DEFINITION of 'Decedent'

A decedent is a person who is no longer living. When a person is a legitimate taxpayer and dies, all of his possessions become part of his estate, and he becomes denoted as a decedent. Decedents still have the legal power to effect financial transactions and other preparations of their estates through proper estate planning.


Even though a decedent is a deceased person, from a financial perspective, decedents do not cease to exist after they die. This is because almost everyone leaves behind various assets in the form of an estate. The term "decedent" is used chiefly in the tax, estate planning and law arenas. Attorneys and trustees carry out the wishes of decedents after their deaths with the proper execution of their wills and trusts. A final tax return must also be filed for a decedent in the year of his death.

Example of a Decedent and the Reason for a Trust

The idea behind a decedent is straightforward. When a person dies, he becomes a decedent, and his will or trust remains to give directions regarding his money and other assets. The legal process of executing a will or trust always refers to the deceased as a decedent and requires filing of a final tax return that lists the entire estate.

Establishing a trust prior to dying is important because it often reduces estate taxes. This is because it allows a person to transfer the legal rights of his assets to another person before he dies. In addition, it grants the trustee, the person acting on behalf of the decedent, the immediate authority to distribute assets upon death. Finally, no courts are involved, so there are no court fees.

Creating a Trust

The establishment of a trust must occur before a person becomes a decedent. Many financial advisors suggest that their clients have a trust.

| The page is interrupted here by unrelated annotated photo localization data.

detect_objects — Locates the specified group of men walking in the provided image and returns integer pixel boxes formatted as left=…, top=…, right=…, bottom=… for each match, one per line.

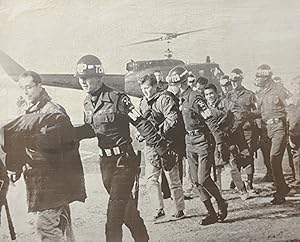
left=0, top=54, right=299, bottom=242
left=137, top=63, right=300, bottom=238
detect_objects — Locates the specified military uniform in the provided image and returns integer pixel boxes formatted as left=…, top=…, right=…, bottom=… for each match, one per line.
left=166, top=66, right=228, bottom=224
left=77, top=83, right=175, bottom=242
left=229, top=85, right=258, bottom=187
left=76, top=84, right=152, bottom=242
left=208, top=96, right=250, bottom=195
left=256, top=80, right=290, bottom=198
left=256, top=118, right=273, bottom=180
left=180, top=87, right=227, bottom=210
left=139, top=90, right=185, bottom=217
left=287, top=100, right=300, bottom=186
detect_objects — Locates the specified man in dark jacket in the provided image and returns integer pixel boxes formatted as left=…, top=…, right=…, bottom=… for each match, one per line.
left=13, top=70, right=86, bottom=242
left=2, top=112, right=86, bottom=242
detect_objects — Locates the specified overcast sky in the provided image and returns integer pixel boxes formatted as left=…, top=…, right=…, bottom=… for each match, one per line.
left=1, top=0, right=300, bottom=81
left=0, top=0, right=300, bottom=121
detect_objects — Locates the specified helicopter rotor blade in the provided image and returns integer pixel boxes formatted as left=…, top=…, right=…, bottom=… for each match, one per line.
left=175, top=27, right=215, bottom=37
left=126, top=37, right=163, bottom=46
left=144, top=32, right=174, bottom=35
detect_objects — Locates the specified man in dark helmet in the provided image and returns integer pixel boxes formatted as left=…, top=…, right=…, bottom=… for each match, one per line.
left=229, top=68, right=258, bottom=193
left=74, top=55, right=175, bottom=242
left=167, top=66, right=228, bottom=225
left=251, top=64, right=291, bottom=204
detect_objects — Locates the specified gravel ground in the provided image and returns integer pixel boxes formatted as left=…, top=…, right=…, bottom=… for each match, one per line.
left=1, top=138, right=300, bottom=242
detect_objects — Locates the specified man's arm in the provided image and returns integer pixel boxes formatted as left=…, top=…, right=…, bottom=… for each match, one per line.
left=119, top=94, right=170, bottom=156
left=194, top=97, right=224, bottom=145
left=74, top=123, right=96, bottom=141
left=157, top=95, right=178, bottom=136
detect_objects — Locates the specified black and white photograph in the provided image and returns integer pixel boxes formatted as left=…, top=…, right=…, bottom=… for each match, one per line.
left=0, top=1, right=300, bottom=241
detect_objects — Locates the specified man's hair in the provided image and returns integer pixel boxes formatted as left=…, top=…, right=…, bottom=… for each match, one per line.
left=221, top=75, right=230, bottom=81
left=204, top=83, right=218, bottom=93
left=196, top=76, right=209, bottom=86
left=188, top=73, right=196, bottom=78
left=18, top=71, right=42, bottom=85
left=154, top=70, right=161, bottom=74
left=138, top=73, right=158, bottom=86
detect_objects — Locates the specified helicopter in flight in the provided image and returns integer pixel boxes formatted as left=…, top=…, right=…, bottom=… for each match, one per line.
left=126, top=28, right=213, bottom=46
left=124, top=28, right=224, bottom=96
left=0, top=28, right=224, bottom=97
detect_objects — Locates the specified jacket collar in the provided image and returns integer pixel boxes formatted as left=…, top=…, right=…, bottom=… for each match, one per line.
left=85, top=84, right=113, bottom=111
left=88, top=84, right=111, bottom=102
left=145, top=90, right=163, bottom=104
left=26, top=88, right=52, bottom=113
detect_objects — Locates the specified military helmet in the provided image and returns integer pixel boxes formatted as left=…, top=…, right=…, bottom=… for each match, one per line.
left=230, top=68, right=243, bottom=81
left=255, top=64, right=272, bottom=87
left=256, top=64, right=272, bottom=77
left=166, top=66, right=189, bottom=84
left=75, top=55, right=104, bottom=77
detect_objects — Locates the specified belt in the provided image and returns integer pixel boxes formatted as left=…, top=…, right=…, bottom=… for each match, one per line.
left=99, top=144, right=132, bottom=157
left=264, top=117, right=285, bottom=125
left=187, top=129, right=203, bottom=136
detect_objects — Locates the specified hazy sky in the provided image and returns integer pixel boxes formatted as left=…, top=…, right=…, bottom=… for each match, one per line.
left=1, top=1, right=300, bottom=78
left=0, top=0, right=300, bottom=97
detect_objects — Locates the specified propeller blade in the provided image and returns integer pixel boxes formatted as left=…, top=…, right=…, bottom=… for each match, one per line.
left=126, top=37, right=162, bottom=46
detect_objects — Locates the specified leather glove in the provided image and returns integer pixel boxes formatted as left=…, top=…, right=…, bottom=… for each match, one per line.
left=161, top=150, right=178, bottom=171
left=116, top=152, right=139, bottom=168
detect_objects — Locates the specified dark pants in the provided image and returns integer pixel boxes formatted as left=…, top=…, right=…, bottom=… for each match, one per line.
left=99, top=155, right=149, bottom=242
left=186, top=136, right=223, bottom=202
left=260, top=127, right=272, bottom=174
left=266, top=122, right=289, bottom=196
left=161, top=156, right=183, bottom=199
left=243, top=130, right=255, bottom=176
left=290, top=136, right=300, bottom=181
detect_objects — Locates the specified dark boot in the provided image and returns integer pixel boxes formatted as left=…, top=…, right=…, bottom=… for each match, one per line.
left=200, top=199, right=218, bottom=225
left=217, top=199, right=228, bottom=222
left=230, top=180, right=236, bottom=190
left=261, top=173, right=273, bottom=182
left=246, top=174, right=257, bottom=195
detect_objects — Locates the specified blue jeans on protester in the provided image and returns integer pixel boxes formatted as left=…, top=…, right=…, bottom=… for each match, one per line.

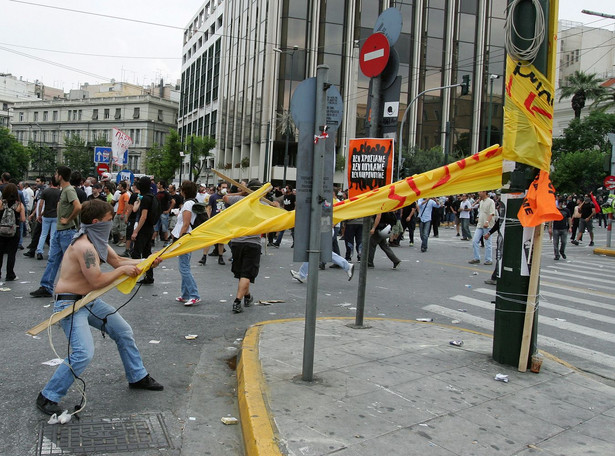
left=178, top=252, right=200, bottom=300
left=41, top=298, right=148, bottom=403
left=298, top=252, right=350, bottom=279
left=40, top=228, right=76, bottom=293
left=472, top=227, right=492, bottom=262
left=36, top=216, right=57, bottom=255
left=419, top=220, right=431, bottom=251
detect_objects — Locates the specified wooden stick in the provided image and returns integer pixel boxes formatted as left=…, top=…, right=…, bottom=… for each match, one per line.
left=518, top=224, right=544, bottom=372
left=211, top=169, right=277, bottom=207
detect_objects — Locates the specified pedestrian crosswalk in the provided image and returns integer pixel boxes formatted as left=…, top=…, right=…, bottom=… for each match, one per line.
left=423, top=255, right=615, bottom=379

Creating a trust is fairly easy. A property owner, referred to as the trustor, transfers legal ownership of his assets to a person or institution, known as a trustee. It is the trustee's job to manage the assets on behalf of the beneficiaries outlined in the trust. Beneficiaries represent all the people who receive some or all of the benefit of the trust upon death of the trustor.

All trusts create what's called a fiduciary duty for the trustee. This means that the trustee is legally responsible for the best interests of the beneficiaries outlined in the trust. This provides peace of mind that a person's assets are allocated correctly when he becomes a decedent.